# Lab bases antigen test now accepted



## Gary D (Oct 28, 2013)

Just announced, no more PCR test required, you can now use a lab based, you still need a certificate, antigen test within 24 hours of departure. IATF 165.


----------



## Gary D (Oct 28, 2013)

Gary D said:


> Just announced, no more PCR test required, you can now use a lab based, you still need a certificate, antigen test within 24 hours of departure. IATF 165.


Correction IATF 164 updated.


----------



## Phil UK Btn (Oct 28, 2021)

Ok, so how does this stack up with the One Health Pass?


----------



## Gary D (Oct 28, 2013)

Phil UK Btn said:


> Ok, so how does this stack up with the One Health Pass?

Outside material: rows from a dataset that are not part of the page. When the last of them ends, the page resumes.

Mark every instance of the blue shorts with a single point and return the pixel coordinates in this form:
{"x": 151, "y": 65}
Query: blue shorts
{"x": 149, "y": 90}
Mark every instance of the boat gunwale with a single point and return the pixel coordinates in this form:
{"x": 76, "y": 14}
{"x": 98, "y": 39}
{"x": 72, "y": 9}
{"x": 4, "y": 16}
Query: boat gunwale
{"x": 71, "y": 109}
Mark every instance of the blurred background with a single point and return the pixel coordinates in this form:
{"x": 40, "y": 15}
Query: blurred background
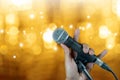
{"x": 27, "y": 50}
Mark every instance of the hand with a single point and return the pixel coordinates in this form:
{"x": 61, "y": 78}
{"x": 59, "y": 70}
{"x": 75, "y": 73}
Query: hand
{"x": 70, "y": 65}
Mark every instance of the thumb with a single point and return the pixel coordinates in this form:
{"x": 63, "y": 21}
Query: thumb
{"x": 66, "y": 51}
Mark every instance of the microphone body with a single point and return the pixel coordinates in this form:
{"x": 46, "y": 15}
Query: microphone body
{"x": 61, "y": 36}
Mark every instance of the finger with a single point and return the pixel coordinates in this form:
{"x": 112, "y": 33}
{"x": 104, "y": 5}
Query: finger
{"x": 89, "y": 66}
{"x": 85, "y": 48}
{"x": 102, "y": 54}
{"x": 76, "y": 34}
{"x": 66, "y": 49}
{"x": 91, "y": 51}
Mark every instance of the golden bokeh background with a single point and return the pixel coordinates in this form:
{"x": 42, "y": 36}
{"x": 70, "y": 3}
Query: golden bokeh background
{"x": 27, "y": 50}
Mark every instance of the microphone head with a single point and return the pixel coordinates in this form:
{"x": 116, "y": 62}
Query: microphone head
{"x": 60, "y": 35}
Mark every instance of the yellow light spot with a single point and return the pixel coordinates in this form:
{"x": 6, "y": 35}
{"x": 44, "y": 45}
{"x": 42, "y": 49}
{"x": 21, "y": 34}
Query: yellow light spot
{"x": 88, "y": 25}
{"x": 118, "y": 7}
{"x": 24, "y": 32}
{"x": 21, "y": 45}
{"x": 104, "y": 32}
{"x": 1, "y": 31}
{"x": 71, "y": 26}
{"x": 55, "y": 48}
{"x": 22, "y": 4}
{"x": 41, "y": 12}
{"x": 11, "y": 18}
{"x": 47, "y": 36}
{"x": 82, "y": 28}
{"x": 62, "y": 26}
{"x": 88, "y": 17}
{"x": 115, "y": 34}
{"x": 32, "y": 16}
{"x": 30, "y": 38}
{"x": 41, "y": 17}
{"x": 14, "y": 57}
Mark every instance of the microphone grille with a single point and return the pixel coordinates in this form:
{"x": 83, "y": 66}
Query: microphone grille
{"x": 60, "y": 35}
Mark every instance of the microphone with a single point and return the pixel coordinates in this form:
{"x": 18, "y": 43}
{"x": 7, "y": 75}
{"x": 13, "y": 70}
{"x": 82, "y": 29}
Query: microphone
{"x": 61, "y": 36}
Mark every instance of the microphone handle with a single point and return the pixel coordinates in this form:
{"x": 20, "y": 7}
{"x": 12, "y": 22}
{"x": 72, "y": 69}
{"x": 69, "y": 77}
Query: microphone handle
{"x": 84, "y": 58}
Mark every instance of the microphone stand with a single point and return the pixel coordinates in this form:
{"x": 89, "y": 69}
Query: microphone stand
{"x": 81, "y": 67}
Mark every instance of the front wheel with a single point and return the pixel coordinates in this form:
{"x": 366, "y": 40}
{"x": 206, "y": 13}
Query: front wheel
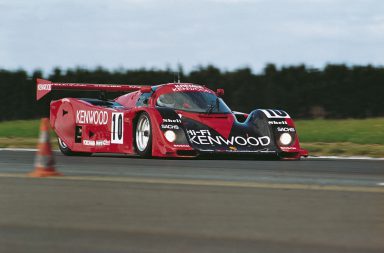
{"x": 143, "y": 135}
{"x": 67, "y": 151}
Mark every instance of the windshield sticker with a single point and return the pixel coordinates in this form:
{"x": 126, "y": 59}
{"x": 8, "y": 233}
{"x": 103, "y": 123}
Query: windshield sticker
{"x": 204, "y": 137}
{"x": 190, "y": 87}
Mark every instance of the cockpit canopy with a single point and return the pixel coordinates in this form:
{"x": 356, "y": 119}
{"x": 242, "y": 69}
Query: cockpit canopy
{"x": 191, "y": 101}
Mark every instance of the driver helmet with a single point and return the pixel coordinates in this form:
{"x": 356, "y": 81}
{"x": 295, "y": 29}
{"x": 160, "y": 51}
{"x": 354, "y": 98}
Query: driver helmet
{"x": 166, "y": 100}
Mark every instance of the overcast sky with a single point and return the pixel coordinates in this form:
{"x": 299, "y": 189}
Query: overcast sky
{"x": 157, "y": 33}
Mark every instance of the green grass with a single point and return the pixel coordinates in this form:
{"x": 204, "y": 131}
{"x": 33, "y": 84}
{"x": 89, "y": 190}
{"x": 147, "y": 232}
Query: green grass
{"x": 20, "y": 128}
{"x": 321, "y": 137}
{"x": 359, "y": 131}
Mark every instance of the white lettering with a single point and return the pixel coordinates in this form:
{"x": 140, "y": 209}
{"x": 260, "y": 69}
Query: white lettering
{"x": 91, "y": 117}
{"x": 88, "y": 143}
{"x": 243, "y": 141}
{"x": 268, "y": 140}
{"x": 285, "y": 129}
{"x": 203, "y": 140}
{"x": 254, "y": 140}
{"x": 44, "y": 86}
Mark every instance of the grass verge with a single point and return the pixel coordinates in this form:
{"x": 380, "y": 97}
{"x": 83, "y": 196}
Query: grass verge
{"x": 321, "y": 137}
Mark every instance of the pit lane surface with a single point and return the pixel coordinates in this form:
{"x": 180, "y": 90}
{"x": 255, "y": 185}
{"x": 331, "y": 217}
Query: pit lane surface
{"x": 126, "y": 204}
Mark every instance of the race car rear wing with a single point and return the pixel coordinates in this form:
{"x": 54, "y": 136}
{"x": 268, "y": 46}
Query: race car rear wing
{"x": 43, "y": 87}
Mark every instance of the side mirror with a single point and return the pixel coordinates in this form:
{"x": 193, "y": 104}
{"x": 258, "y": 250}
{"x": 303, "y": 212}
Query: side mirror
{"x": 146, "y": 89}
{"x": 220, "y": 92}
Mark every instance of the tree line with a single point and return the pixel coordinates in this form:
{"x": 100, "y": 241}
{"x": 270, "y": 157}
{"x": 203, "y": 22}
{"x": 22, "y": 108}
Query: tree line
{"x": 335, "y": 91}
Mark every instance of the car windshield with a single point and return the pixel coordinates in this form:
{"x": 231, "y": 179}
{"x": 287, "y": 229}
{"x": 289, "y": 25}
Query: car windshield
{"x": 201, "y": 102}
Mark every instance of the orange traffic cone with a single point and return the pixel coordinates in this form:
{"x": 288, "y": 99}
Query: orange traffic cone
{"x": 44, "y": 161}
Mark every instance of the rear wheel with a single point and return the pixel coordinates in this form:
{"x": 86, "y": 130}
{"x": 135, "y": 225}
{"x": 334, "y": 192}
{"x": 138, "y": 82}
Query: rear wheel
{"x": 143, "y": 135}
{"x": 67, "y": 151}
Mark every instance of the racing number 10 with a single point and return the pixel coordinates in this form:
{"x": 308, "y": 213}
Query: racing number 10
{"x": 117, "y": 128}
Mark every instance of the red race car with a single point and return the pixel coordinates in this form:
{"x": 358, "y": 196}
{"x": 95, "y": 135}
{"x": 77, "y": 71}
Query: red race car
{"x": 168, "y": 120}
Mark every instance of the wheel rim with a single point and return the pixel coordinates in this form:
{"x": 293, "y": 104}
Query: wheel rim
{"x": 62, "y": 144}
{"x": 142, "y": 133}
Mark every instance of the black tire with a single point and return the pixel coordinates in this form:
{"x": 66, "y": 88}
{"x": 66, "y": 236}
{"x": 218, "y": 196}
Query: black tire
{"x": 143, "y": 150}
{"x": 66, "y": 151}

I guess you record the result the same as with the PCR test.


----------



## Phil UK Btn (Oct 28, 2021)

The registration form has a selector "Do you have RT-PCR test result taken 48 hours...". If you select Yes then a field is provided to upload an image of the PCR test result. One possibility is that you select Yes even if you have Antigen rather than PCR and then upload the image of the antigen.

Maybe!

Planning to travel next week so we will see.

Phil.


----------



## Phil UK Btn (Oct 28, 2021)

One Health Pass has now been updated to allow uploading of antigen test result


----------